Pajak Buka Tarif Baru, Rakyat Kena Palak Melulu


Oleh: Erlike Handayani
Pemerhati Remaja

Pemberlakuan tarif baru pajak di awal tahun semakin mengenaskan. Pajak penghasilan (PPh) orang pribadi atau karyawan dilakukan dengan alasan menekan defisit anggaran dan menaikkan tax ratio semakin membuat masyarakat mengelus dada. 

Alih-alih untuk menaikkan pendapatan negara. Pemerintah mengklaim dengan menciptakan bracket baru, memberikan keberpihakan kepada masyarakat yang berpendapatan rendah dan yang memiliki pendapatan yang lebih besar, membayar lebih tinggi. namun tentunya Penetapan Pajak Penghasilan di atas 5 juta adalah untuk menaikkan pendapatan negara.  

Hal ini tertuang dalam PP no. 55 tahun 2022. Presiden Jokowi Dodo telah mengesahkan pada tanggal 20 Desember 2022. Dalam peraturan tersebut di jelaskan bahwa “setiap penghasilan yang diterima karyawan baik dari dalam maupun luar negeri akan dikenai pajak” dikutip dari (Kontan.com.Id Jakarta, Minggu 1/1/2023).

Inilah yang terjadi jika negara mengandalkan pajak sebagai sumber pendapatan negara. Tarif baru pajak terasa memalak rakyat secara brutal. Negara akan terus mencari legitimasi untuk menambah pendapatan negara  berupa pungutan pajak pada rakyat.  Padahal pajak membebani rakyat di tengah kesulitan hidup yang ada.

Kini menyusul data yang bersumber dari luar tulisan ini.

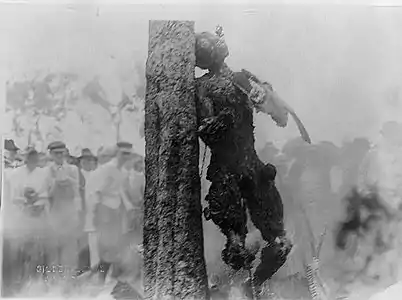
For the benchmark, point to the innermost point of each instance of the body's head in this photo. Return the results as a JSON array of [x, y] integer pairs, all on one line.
[[58, 152], [11, 149]]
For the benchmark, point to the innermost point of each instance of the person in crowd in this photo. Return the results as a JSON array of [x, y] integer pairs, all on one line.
[[134, 188], [381, 170], [85, 171], [12, 160], [108, 190], [43, 160], [24, 240], [65, 207], [106, 154]]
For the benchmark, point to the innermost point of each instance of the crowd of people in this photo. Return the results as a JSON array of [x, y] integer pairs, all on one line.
[[354, 191], [67, 215], [73, 213]]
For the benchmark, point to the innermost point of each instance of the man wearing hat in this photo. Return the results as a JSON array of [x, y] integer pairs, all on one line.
[[86, 161], [108, 190], [11, 160], [28, 201], [65, 206], [106, 154]]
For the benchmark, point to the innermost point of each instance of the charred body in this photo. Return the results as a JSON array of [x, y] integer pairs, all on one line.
[[240, 181]]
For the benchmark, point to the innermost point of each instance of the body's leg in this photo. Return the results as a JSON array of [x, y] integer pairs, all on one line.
[[84, 262], [226, 210], [266, 212]]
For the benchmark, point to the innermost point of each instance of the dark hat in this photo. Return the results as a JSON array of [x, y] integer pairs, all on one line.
[[86, 153], [56, 146], [10, 145], [124, 145], [30, 150]]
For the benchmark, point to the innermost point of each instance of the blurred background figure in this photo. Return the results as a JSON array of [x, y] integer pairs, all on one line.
[[106, 154], [86, 167], [43, 160], [66, 207], [112, 203], [12, 159], [25, 223]]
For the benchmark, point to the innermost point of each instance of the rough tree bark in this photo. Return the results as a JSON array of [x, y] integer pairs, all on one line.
[[173, 236]]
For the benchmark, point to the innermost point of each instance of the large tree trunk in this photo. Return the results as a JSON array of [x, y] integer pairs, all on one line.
[[173, 235]]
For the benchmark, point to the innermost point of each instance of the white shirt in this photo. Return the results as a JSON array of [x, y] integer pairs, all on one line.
[[22, 178], [62, 172], [108, 183]]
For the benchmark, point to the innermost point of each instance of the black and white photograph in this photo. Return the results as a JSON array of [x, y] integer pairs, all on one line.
[[201, 151]]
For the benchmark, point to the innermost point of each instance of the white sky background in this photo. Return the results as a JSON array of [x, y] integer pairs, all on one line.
[[340, 66]]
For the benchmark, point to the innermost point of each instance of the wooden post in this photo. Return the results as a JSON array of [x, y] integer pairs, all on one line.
[[173, 235]]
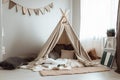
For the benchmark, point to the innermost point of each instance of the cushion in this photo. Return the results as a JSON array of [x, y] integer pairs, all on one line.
[[54, 55], [93, 55], [69, 47], [14, 62], [67, 54]]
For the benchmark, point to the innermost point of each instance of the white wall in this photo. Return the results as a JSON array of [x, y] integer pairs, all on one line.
[[76, 16], [0, 30], [24, 34]]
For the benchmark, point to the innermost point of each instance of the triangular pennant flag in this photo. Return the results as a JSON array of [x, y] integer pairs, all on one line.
[[11, 4], [42, 11], [24, 10], [29, 12], [47, 8], [5, 1], [36, 11], [51, 5], [16, 8]]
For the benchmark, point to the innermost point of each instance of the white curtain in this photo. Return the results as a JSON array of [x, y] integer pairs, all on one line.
[[96, 17]]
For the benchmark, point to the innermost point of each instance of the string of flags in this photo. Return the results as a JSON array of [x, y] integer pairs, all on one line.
[[37, 11]]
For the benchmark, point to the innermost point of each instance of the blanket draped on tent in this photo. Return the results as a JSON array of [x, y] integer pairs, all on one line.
[[64, 28]]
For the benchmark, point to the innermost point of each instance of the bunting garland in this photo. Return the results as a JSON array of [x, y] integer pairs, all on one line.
[[37, 11]]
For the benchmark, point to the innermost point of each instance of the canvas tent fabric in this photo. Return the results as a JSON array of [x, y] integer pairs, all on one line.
[[64, 34]]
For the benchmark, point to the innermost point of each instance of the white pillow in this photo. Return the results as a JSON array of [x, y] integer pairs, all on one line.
[[67, 54]]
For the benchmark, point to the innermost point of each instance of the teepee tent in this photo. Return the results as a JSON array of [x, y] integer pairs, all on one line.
[[63, 33]]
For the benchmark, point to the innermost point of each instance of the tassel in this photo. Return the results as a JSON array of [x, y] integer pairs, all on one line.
[[42, 11], [24, 10], [51, 5], [16, 8], [29, 12], [47, 8], [4, 1], [11, 4], [36, 11]]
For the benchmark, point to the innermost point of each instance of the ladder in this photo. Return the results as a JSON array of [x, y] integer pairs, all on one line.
[[109, 50]]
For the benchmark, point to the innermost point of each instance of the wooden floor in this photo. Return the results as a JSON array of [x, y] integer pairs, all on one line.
[[21, 74]]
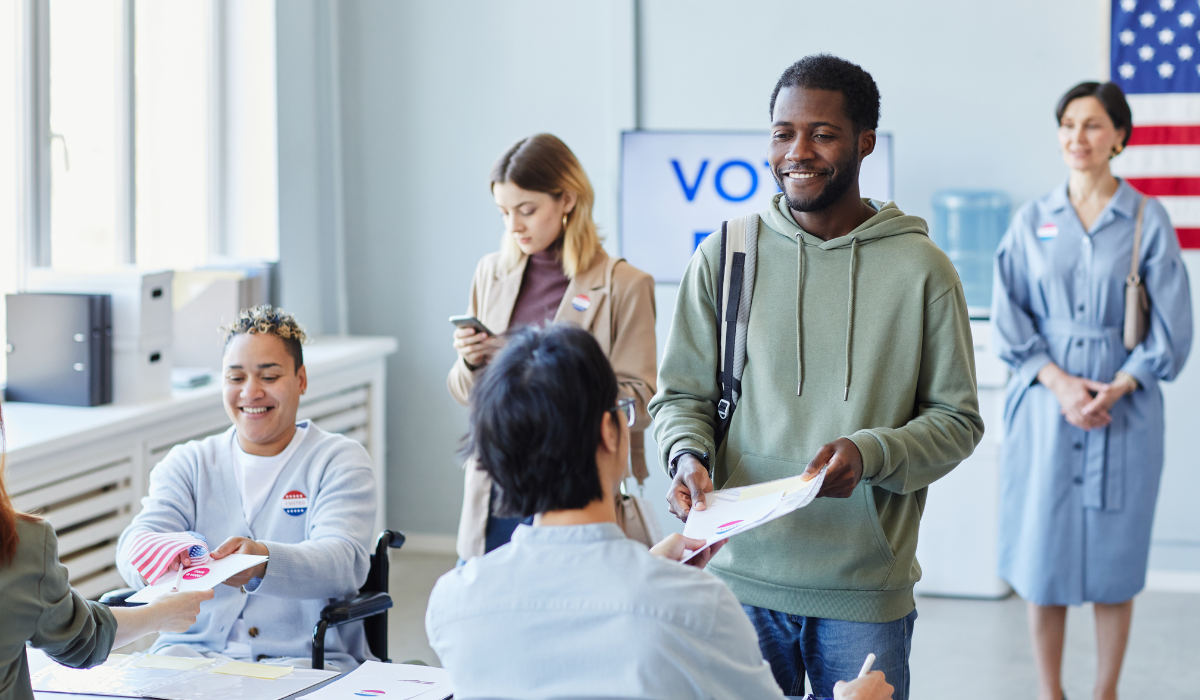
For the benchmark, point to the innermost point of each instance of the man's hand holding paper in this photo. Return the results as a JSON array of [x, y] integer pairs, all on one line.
[[735, 510]]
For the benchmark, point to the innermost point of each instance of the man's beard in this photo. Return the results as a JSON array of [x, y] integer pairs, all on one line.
[[845, 175]]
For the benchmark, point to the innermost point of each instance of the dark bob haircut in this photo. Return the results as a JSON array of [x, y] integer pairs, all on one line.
[[828, 72], [1110, 96], [535, 419]]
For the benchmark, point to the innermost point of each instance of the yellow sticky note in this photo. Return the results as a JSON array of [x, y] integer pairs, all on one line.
[[174, 663], [265, 671], [772, 488]]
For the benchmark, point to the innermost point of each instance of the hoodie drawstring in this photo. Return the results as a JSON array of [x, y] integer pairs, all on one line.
[[799, 315], [850, 315], [799, 292]]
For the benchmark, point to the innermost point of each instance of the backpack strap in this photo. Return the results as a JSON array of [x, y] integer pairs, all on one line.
[[739, 256]]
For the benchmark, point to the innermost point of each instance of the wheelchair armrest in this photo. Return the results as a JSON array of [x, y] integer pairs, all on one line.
[[355, 608], [119, 597]]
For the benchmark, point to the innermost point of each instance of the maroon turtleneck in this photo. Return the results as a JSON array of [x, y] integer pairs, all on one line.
[[541, 288]]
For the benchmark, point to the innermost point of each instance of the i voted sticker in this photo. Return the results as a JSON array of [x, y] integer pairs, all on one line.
[[729, 526], [1048, 231], [295, 503]]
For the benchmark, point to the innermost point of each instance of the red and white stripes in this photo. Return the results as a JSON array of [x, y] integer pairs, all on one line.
[[1163, 157], [153, 552]]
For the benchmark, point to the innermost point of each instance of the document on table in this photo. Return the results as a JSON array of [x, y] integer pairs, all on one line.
[[730, 512], [388, 682], [165, 677], [199, 578]]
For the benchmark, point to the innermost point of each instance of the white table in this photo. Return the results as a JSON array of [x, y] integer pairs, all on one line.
[[85, 470]]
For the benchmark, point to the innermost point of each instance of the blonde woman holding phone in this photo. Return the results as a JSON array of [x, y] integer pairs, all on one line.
[[551, 267]]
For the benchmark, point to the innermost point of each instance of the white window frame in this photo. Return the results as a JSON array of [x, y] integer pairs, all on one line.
[[34, 132]]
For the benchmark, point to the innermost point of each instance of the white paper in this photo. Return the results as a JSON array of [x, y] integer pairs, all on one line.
[[730, 512], [388, 682], [724, 518], [199, 578], [205, 684], [124, 677]]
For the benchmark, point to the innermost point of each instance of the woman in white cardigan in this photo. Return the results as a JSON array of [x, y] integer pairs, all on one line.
[[269, 486]]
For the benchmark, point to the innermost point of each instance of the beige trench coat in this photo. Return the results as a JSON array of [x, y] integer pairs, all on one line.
[[619, 316]]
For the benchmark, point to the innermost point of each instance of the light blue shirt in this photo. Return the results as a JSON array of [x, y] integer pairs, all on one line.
[[1077, 506], [317, 524], [581, 611]]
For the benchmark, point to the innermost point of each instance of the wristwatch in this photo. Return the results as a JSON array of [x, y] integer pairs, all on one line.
[[673, 466]]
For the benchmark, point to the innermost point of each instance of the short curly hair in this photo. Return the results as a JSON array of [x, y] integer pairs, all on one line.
[[268, 319], [828, 72]]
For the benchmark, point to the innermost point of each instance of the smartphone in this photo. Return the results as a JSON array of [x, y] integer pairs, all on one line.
[[471, 322]]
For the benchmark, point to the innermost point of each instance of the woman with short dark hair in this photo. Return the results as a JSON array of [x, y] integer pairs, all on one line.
[[550, 267], [1084, 416], [571, 608]]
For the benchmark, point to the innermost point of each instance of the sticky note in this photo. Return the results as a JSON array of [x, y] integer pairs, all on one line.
[[174, 663], [265, 671]]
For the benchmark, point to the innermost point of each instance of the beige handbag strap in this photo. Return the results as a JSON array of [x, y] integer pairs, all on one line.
[[1134, 279]]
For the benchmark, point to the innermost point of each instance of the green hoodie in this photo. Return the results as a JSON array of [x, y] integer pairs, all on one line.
[[864, 336]]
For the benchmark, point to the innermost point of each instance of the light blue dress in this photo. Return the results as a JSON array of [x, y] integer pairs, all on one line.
[[1077, 506]]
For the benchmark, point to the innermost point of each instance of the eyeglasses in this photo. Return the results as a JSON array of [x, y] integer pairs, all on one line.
[[629, 406]]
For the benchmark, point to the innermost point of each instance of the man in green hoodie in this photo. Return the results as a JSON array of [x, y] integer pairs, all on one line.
[[858, 360]]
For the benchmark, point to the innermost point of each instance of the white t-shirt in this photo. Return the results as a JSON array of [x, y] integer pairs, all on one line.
[[257, 476], [256, 479]]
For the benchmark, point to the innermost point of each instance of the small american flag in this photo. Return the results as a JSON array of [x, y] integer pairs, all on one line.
[[1156, 60], [153, 552]]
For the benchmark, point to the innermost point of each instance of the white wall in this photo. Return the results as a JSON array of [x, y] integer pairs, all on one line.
[[432, 93]]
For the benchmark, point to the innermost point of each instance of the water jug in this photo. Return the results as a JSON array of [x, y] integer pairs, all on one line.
[[967, 226]]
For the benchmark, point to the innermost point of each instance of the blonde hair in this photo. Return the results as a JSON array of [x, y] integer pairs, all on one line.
[[270, 321], [544, 163]]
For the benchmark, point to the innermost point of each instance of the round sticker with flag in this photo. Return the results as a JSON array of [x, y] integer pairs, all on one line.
[[729, 526], [295, 503]]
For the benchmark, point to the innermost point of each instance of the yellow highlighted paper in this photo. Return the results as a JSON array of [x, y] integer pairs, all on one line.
[[786, 485], [173, 663], [264, 671]]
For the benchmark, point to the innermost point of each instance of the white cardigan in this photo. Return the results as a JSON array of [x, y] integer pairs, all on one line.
[[317, 524]]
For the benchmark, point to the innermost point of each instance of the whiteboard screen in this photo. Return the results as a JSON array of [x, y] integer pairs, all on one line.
[[677, 187]]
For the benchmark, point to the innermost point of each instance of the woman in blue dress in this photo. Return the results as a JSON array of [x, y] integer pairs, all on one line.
[[1083, 446]]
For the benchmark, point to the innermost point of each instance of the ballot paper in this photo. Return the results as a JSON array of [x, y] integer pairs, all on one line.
[[388, 682], [735, 510], [177, 678], [199, 578]]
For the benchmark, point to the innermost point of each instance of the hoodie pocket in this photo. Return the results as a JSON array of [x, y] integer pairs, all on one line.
[[829, 544]]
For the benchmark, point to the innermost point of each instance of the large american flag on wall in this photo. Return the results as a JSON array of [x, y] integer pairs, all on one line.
[[1156, 60]]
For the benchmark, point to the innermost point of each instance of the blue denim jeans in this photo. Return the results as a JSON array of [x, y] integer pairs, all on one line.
[[832, 650]]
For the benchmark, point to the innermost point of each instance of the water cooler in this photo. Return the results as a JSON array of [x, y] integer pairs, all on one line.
[[959, 528]]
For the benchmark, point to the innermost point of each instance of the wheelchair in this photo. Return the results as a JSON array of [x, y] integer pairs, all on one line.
[[370, 604]]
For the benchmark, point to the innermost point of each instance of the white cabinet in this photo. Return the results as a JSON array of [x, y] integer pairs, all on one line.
[[85, 470], [960, 526]]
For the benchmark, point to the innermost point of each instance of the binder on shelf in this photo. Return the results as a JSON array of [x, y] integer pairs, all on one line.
[[143, 318], [60, 348]]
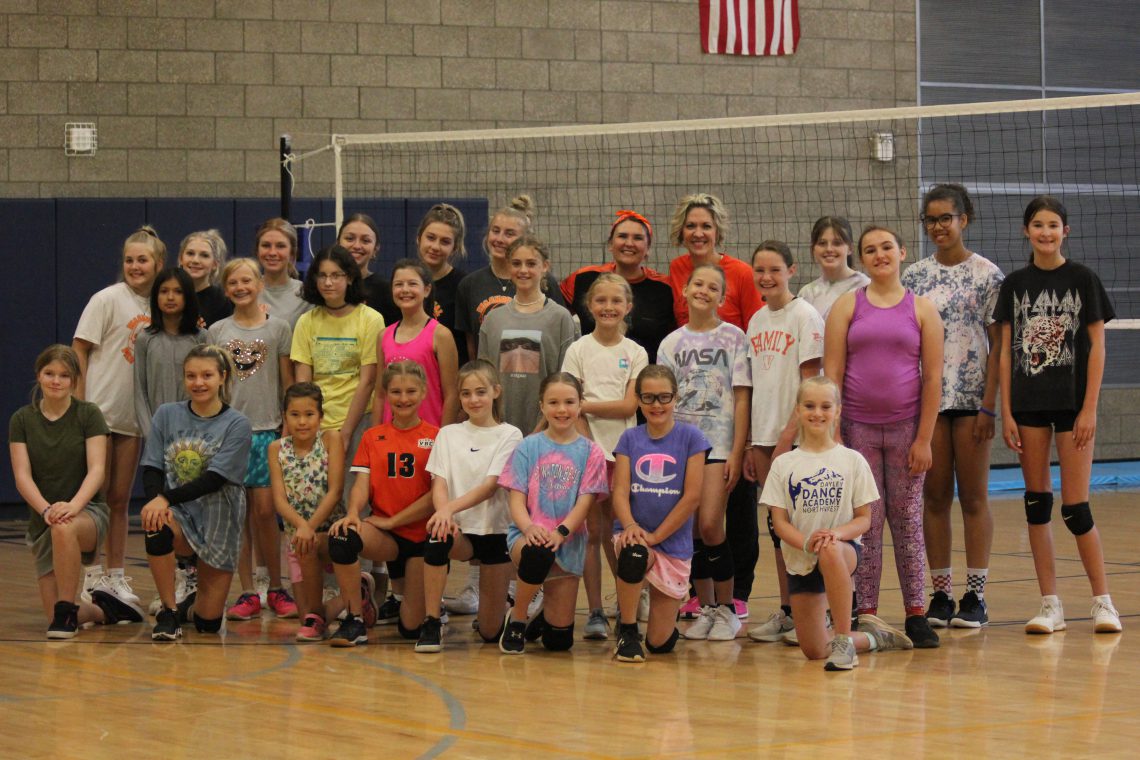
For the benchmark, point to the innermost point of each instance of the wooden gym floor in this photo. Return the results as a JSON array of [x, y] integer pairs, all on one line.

Islam menjadi sumber ketenangan bagi rakyat, baik masalah ibadah, sosial, bahkan ekonomi. Sistem kenegaraan yang berlandaskan kepada Islam memiliki sebuah tujuan untuk menyejahterakan rakyat dengan adil. 

Kontribusi pajak dalam Islam bukan merupakan sumber pendapatan yang paling utama seperti halnya dalam sistem kapitalis. Meski beban pajak menjadi kewajiban kaum muslim, tetapi tidak semua kaum muslim menjadi wajib pajak. Pajak hanya diambil dari kaum yang mampu saja.

Pengambilan pajaknya setelah dikurangi dari kebutuhan pokok dan sekundernya. Dan apabila berlebih maka baru diambil pajaknya, jika tidak ada kelebihan maka dia tidak menjadi wajib pajak.

Pajak diambil hanya semata untuk kebutuhan yang ditetapkan Syara’. Dan lagi negara juga tidak menetapkan biaya  apa pun dalam pelayanan publik, baik biaya kesehatan, pendidikan, keamanan, semua dapat dinikmati secara gratis dan terbaik. Begitu pun biaya administrasi, karena hal tersebut merupakan kewajiban negara kepada rakyatnya. 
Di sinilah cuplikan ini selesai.